Wednesday, June 30, 2010

USC, Institutional Control, and Analogizing the NCAA and the Securities and Exchange Commission

Lewis & Clark law professor Tung Yin has a thoughtful post on his blog, The Yin Blog, that looks into the NCAA's sanctioning of the University of Southern California and draws parallels to SEC investigations. Here's an excerpt:
As virtually all college football fans must be aware, the NCAA has dropped a 2000 lb JDAM on USC for its failure of institutional control over its sports programs. If USC does not succeed in its appeal, it is facing a 2 year ban on postseason play, the vacating of 14 victories in late 2004 and all of 2005, which includes a victory in the BCS championship game over Oklahoma, the loss of 30 scholarships over 3 years, and 4 years of probation.

The NCAA faulted USC for violations in its football, men's basketball, and women's tennis teams.

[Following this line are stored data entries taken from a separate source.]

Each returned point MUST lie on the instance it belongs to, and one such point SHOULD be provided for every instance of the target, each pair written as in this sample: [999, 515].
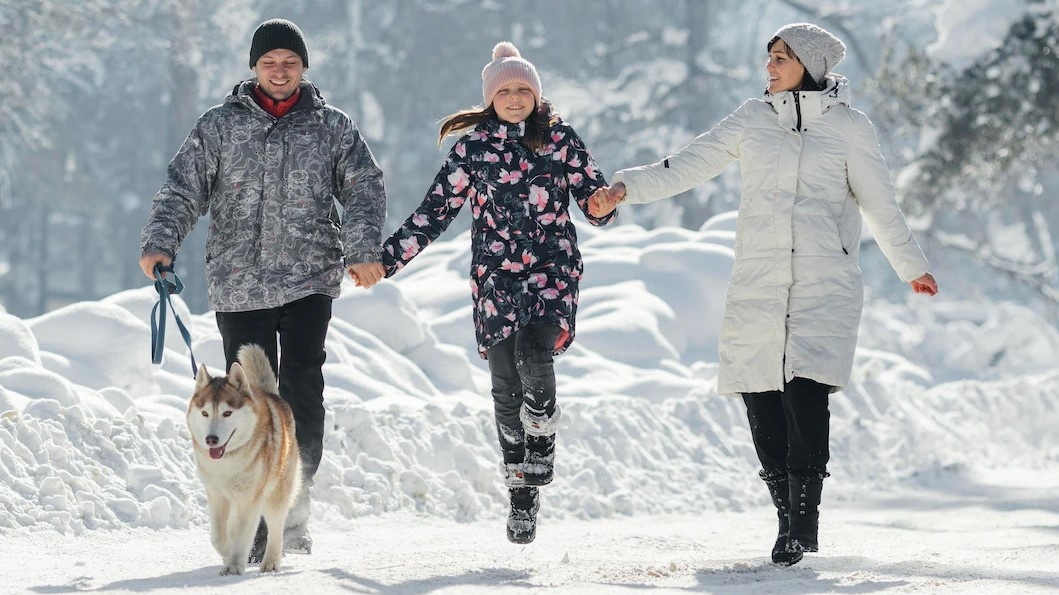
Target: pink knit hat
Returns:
[507, 66]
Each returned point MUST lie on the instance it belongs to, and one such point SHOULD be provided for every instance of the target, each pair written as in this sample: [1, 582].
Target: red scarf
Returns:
[277, 109]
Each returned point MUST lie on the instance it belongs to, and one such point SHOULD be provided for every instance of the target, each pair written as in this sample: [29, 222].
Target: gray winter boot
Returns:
[522, 518]
[805, 491]
[539, 466]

Football star Reggie Bush, who won the Heisman trophy in 2004, was found to have been essentially paid -- and hence ineligible for collegiate play. Basketball player O.J. Mayo was similarly paid by outsiders. (The tennis violations had to do with impermissible long-distance calls, seemingly of much smaller scope than the Bush and Mayo violations.)

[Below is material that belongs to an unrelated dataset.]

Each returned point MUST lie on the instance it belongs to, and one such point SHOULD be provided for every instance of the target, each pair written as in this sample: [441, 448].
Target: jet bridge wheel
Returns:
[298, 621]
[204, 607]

What's of interest to me is the seventh infraction in the report: "Lack of Institutional Control" . . . The crux of USC's defense is that it did know of the Bush and Mayo violations and there was no reason it should have known of them; and that the NCAA should not have relied on statements by persons of questionable credibility.

"Lack of institutional control" sounds something like "failure to supervise" in the context of SEC investigations, which is something I dealt with a bit when I was in private practice. Whether one should be required to have compliance controls in place is debatable, I suppose, but that fight has been lost, before both the NCAA and the SEC.

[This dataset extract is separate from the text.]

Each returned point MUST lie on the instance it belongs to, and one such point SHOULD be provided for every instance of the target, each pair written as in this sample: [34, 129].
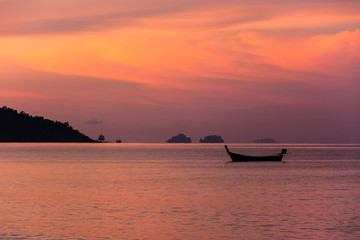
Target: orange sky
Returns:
[144, 71]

"Failure to supervise" typically arises when you have a rogue employee who does something bad, such as engage in violations of the securities laws. Because corporations are liable for the acts of employees within the scope of employment with (at least partial) intent to benefit the corporation, the company may find itself responsible even though it did not condone the employee's actions and in fact may have been victimized in reality. (The intent to benefit prong is interpreted pretty broadly.) The SEC might slap the corporation for inadequate supervision of the rogue employee.

The important point here is that "we didn't know the employee was doing bad stuff" is not a defense to such a charge. If anything, it aggravates the charge. About the only way you can try to defend yourself against this kind of charge is to show that you had adequate compliance controls in place, which the rogue employee somehow ingeniously circumvented.